Vozes que escolho como companhia. Sorrisos que escolho como companhia. Chás que escolho como companhia. Coisas, sempre coisas. As coisas que importam ou coisas sem importância.
O silêncio em todo o lado menos dentro de mim. A saudade dobrada nas pestanas que se tocam. Eu e tu. Eu tu e a caneta. Eu, tu, a caneta e a tinta. Juntos em vazios que se desprendem como fogo de artifício nos olhos, nos lábios, nos dedos.
3 comentários:
O que é essencial para a alma é invisível aos olhos. Já o que é essencial para o corpo é muito concreto. Olho e vejo e reparo. Sinto que é uma luta inglória esta de reparar em tudo o que vejo. Se pelo menos a fé fosse em mim o que em tempos foi... refiro-me à fé no Homem. Prossigo no meu caminho, sinuoso, turtuoso, mas que não me deixa outra alternativa senão a de seguir em frente de olhos vendados e coração fechado para que possa sobreviver a tudo quanto me rodeia. Prometo a mim mesmo que não irei desistir facilmente. Que enquanto o meu destino estiver na palma da minha mão, não desistirei. E perdurarei, e resistirei à intempérie que nos fustiga. Porque no essencial todos somos iguais.
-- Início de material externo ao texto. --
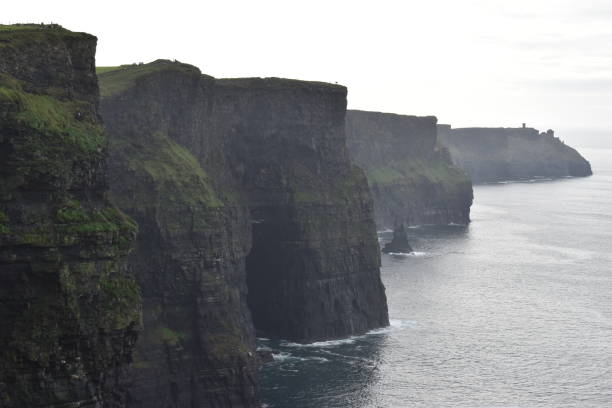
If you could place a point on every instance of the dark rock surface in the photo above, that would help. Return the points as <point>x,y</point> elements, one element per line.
<point>313,272</point>
<point>236,183</point>
<point>69,311</point>
<point>498,154</point>
<point>399,243</point>
<point>411,176</point>
<point>198,345</point>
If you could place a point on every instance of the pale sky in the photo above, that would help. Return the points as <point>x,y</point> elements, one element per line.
<point>468,62</point>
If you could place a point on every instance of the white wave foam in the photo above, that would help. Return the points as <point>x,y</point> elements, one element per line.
<point>402,324</point>
<point>393,325</point>
<point>406,254</point>
<point>329,343</point>
<point>284,356</point>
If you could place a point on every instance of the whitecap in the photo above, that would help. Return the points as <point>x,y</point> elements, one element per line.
<point>402,324</point>
<point>406,254</point>
<point>284,356</point>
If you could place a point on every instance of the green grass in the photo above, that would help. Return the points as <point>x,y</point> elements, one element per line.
<point>30,27</point>
<point>414,171</point>
<point>115,80</point>
<point>174,171</point>
<point>52,117</point>
<point>103,70</point>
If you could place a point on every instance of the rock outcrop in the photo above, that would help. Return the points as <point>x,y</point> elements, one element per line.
<point>236,184</point>
<point>399,243</point>
<point>411,176</point>
<point>69,311</point>
<point>198,346</point>
<point>498,154</point>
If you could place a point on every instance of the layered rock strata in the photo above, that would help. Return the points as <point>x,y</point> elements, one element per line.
<point>411,176</point>
<point>236,184</point>
<point>69,311</point>
<point>499,154</point>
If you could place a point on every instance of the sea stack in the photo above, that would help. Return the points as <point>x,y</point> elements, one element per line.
<point>399,243</point>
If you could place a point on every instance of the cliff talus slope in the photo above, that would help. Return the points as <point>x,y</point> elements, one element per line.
<point>411,176</point>
<point>69,312</point>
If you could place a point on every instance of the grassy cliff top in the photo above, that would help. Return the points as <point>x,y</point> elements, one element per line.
<point>33,31</point>
<point>358,112</point>
<point>115,80</point>
<point>278,83</point>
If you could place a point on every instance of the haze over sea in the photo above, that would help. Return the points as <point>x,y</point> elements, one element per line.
<point>514,310</point>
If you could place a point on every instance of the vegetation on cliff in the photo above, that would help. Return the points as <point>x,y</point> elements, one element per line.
<point>69,310</point>
<point>411,175</point>
<point>498,154</point>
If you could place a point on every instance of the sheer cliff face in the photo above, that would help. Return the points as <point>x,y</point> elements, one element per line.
<point>313,272</point>
<point>197,347</point>
<point>69,312</point>
<point>497,154</point>
<point>236,185</point>
<point>412,178</point>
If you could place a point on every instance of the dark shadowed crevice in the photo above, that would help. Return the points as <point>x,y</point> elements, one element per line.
<point>262,266</point>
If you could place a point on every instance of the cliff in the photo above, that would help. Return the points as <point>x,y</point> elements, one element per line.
<point>197,346</point>
<point>497,154</point>
<point>411,177</point>
<point>238,186</point>
<point>313,272</point>
<point>69,311</point>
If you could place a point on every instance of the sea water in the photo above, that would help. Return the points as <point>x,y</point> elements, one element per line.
<point>514,310</point>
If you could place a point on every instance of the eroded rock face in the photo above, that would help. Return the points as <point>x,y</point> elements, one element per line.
<point>69,311</point>
<point>498,154</point>
<point>399,243</point>
<point>313,272</point>
<point>236,183</point>
<point>411,176</point>
<point>167,172</point>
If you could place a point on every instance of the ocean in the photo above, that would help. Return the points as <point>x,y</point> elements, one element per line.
<point>514,310</point>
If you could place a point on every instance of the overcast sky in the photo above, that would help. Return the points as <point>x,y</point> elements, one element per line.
<point>468,62</point>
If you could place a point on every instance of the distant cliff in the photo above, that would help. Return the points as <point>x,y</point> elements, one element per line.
<point>497,154</point>
<point>69,311</point>
<point>236,184</point>
<point>411,176</point>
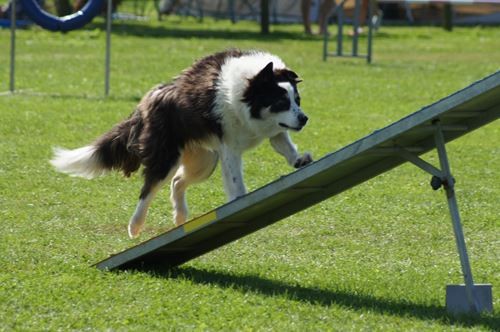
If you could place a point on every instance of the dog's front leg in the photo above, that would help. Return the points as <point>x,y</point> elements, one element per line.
<point>282,143</point>
<point>232,173</point>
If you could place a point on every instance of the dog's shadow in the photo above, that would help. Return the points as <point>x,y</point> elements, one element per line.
<point>324,297</point>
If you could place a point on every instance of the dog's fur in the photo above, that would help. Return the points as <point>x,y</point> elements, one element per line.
<point>222,105</point>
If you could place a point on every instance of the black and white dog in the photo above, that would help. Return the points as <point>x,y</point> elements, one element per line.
<point>221,106</point>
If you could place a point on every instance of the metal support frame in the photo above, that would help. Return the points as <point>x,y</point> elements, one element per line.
<point>470,298</point>
<point>107,60</point>
<point>339,10</point>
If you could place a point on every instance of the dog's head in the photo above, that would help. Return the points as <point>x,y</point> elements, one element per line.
<point>272,96</point>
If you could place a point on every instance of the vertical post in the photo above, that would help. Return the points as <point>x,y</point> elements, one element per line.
<point>340,23</point>
<point>264,16</point>
<point>448,17</point>
<point>455,217</point>
<point>108,48</point>
<point>357,8</point>
<point>371,12</point>
<point>325,46</point>
<point>12,45</point>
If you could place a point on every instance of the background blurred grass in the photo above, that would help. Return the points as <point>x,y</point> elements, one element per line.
<point>376,257</point>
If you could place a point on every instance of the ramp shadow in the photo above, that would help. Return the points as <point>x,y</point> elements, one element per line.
<point>324,297</point>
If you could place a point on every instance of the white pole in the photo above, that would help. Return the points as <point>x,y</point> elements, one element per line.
<point>108,48</point>
<point>12,45</point>
<point>449,187</point>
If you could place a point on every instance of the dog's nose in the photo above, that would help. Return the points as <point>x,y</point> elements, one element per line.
<point>303,119</point>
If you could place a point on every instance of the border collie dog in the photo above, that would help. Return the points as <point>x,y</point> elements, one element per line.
<point>221,106</point>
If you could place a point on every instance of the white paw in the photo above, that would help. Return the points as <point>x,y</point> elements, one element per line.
<point>304,160</point>
<point>179,218</point>
<point>135,227</point>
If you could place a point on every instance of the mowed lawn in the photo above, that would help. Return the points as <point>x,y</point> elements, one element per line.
<point>377,257</point>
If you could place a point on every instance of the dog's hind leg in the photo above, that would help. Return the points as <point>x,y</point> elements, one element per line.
<point>152,184</point>
<point>197,164</point>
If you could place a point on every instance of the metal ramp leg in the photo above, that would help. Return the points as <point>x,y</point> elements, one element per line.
<point>468,298</point>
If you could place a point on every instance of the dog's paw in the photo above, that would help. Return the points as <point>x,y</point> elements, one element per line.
<point>135,227</point>
<point>304,160</point>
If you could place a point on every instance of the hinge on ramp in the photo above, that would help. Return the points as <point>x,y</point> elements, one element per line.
<point>470,297</point>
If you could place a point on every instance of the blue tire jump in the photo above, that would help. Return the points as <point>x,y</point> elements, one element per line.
<point>65,23</point>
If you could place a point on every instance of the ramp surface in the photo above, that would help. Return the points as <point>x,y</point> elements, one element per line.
<point>458,114</point>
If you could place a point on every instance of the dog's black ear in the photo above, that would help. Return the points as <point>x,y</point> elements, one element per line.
<point>266,74</point>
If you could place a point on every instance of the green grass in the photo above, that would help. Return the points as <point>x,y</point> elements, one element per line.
<point>376,257</point>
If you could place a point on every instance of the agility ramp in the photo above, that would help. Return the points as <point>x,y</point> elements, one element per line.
<point>403,141</point>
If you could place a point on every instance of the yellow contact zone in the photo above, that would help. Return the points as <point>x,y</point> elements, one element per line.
<point>200,221</point>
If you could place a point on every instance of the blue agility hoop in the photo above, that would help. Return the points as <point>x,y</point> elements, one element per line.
<point>65,23</point>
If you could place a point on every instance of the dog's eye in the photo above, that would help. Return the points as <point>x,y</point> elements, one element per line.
<point>282,104</point>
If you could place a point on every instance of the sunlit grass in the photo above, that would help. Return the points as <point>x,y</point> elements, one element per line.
<point>377,257</point>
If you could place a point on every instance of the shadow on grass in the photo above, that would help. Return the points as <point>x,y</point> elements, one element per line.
<point>159,31</point>
<point>226,33</point>
<point>324,297</point>
<point>68,96</point>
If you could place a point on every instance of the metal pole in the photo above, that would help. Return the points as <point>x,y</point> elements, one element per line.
<point>12,45</point>
<point>455,217</point>
<point>371,11</point>
<point>108,48</point>
<point>340,23</point>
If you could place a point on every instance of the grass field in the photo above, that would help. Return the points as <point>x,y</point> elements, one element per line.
<point>376,257</point>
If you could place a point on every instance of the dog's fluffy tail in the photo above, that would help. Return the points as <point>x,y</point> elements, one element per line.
<point>117,149</point>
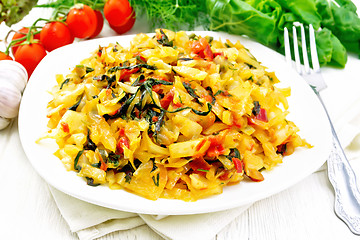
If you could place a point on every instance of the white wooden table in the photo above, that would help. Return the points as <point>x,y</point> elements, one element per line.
<point>304,211</point>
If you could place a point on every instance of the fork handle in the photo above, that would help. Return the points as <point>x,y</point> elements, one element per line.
<point>347,195</point>
<point>343,180</point>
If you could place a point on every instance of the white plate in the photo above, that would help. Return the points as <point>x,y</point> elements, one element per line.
<point>305,111</point>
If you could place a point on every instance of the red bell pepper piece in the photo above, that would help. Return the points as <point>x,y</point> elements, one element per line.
<point>238,165</point>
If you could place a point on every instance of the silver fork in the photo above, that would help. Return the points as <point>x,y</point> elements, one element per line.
<point>340,173</point>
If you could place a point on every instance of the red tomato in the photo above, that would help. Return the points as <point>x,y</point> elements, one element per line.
<point>29,55</point>
<point>167,99</point>
<point>4,56</point>
<point>126,27</point>
<point>81,20</point>
<point>54,35</point>
<point>99,23</point>
<point>117,12</point>
<point>20,34</point>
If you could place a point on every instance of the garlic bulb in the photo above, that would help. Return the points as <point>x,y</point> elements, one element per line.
<point>13,79</point>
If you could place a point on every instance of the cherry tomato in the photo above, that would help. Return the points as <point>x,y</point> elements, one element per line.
<point>117,12</point>
<point>54,35</point>
<point>20,34</point>
<point>4,56</point>
<point>125,28</point>
<point>99,23</point>
<point>29,55</point>
<point>81,21</point>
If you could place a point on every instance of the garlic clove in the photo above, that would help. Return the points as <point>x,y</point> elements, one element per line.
<point>10,98</point>
<point>4,122</point>
<point>14,73</point>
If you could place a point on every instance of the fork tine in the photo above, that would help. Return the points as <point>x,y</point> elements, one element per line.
<point>304,49</point>
<point>296,51</point>
<point>314,56</point>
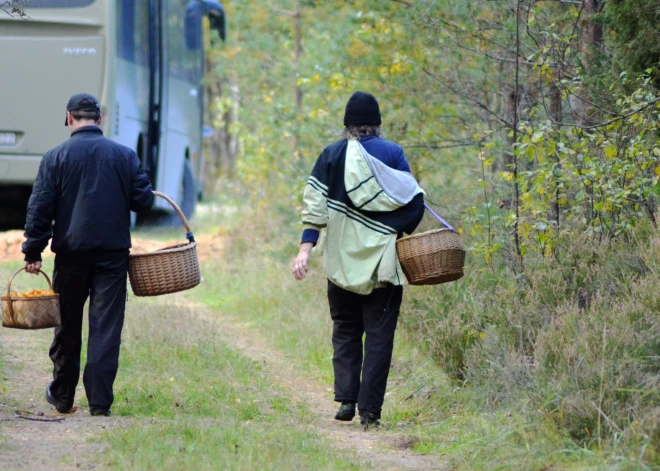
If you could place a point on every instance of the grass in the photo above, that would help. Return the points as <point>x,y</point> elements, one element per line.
<point>478,423</point>
<point>197,403</point>
<point>192,402</point>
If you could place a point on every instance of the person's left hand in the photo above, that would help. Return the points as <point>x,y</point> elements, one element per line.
<point>33,267</point>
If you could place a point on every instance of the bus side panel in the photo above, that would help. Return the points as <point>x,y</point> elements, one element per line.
<point>181,107</point>
<point>131,103</point>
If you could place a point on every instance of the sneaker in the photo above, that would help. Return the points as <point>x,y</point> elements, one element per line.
<point>61,407</point>
<point>368,419</point>
<point>346,411</point>
<point>99,412</point>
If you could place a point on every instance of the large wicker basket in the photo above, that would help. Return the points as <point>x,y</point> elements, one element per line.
<point>168,270</point>
<point>39,312</point>
<point>432,257</point>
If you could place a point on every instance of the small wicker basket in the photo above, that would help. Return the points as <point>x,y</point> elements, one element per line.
<point>168,270</point>
<point>432,257</point>
<point>39,312</point>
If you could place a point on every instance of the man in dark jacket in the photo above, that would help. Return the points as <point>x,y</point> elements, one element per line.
<point>88,185</point>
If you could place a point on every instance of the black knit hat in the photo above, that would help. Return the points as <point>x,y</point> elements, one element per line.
<point>362,108</point>
<point>82,101</point>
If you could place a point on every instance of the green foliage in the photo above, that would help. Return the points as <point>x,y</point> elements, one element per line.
<point>535,121</point>
<point>634,26</point>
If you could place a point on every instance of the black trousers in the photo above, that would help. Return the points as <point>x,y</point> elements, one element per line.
<point>374,315</point>
<point>103,280</point>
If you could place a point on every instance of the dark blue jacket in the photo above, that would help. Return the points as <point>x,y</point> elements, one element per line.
<point>88,185</point>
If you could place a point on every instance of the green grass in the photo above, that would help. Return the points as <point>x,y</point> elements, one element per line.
<point>198,404</point>
<point>192,402</point>
<point>253,285</point>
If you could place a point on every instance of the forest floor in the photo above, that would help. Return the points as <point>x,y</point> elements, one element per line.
<point>34,436</point>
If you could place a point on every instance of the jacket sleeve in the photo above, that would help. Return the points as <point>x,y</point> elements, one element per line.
<point>315,201</point>
<point>41,211</point>
<point>142,196</point>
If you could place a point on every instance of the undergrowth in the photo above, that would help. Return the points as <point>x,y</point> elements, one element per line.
<point>560,364</point>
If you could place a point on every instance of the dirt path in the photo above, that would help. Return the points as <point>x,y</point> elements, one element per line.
<point>65,444</point>
<point>380,448</point>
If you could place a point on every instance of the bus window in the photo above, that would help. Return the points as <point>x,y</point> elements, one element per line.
<point>184,63</point>
<point>133,31</point>
<point>58,3</point>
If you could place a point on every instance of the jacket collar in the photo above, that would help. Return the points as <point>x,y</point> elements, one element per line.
<point>87,129</point>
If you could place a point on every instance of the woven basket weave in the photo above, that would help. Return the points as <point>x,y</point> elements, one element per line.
<point>431,257</point>
<point>168,270</point>
<point>39,312</point>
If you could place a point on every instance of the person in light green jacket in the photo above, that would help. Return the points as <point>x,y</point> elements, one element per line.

A memória... é essencial para sabermos de onde vimos. Para onde vamos e o caminho que escolhemos vive-se no presente. E a escolha do presente é feita a cada momento que pressiono uma tecla do meu teclado. Poderia ser eventualmente doutra maneira. Poderia virar costas a tudo e a todos e continuar ainda assim no meu caminho, alterando o meu futuro de forma egoísta sem querer saber dos demais e sem querer saber dos pormenores que apenas adiam o inevitável destino de todos nós. Todos vimos do vazio e para lá caminhamos. O importante é o que fazemos no presente, ou se assim entenderem, no intervalo fatal do nada.
Ou da vida, se bem me entendem.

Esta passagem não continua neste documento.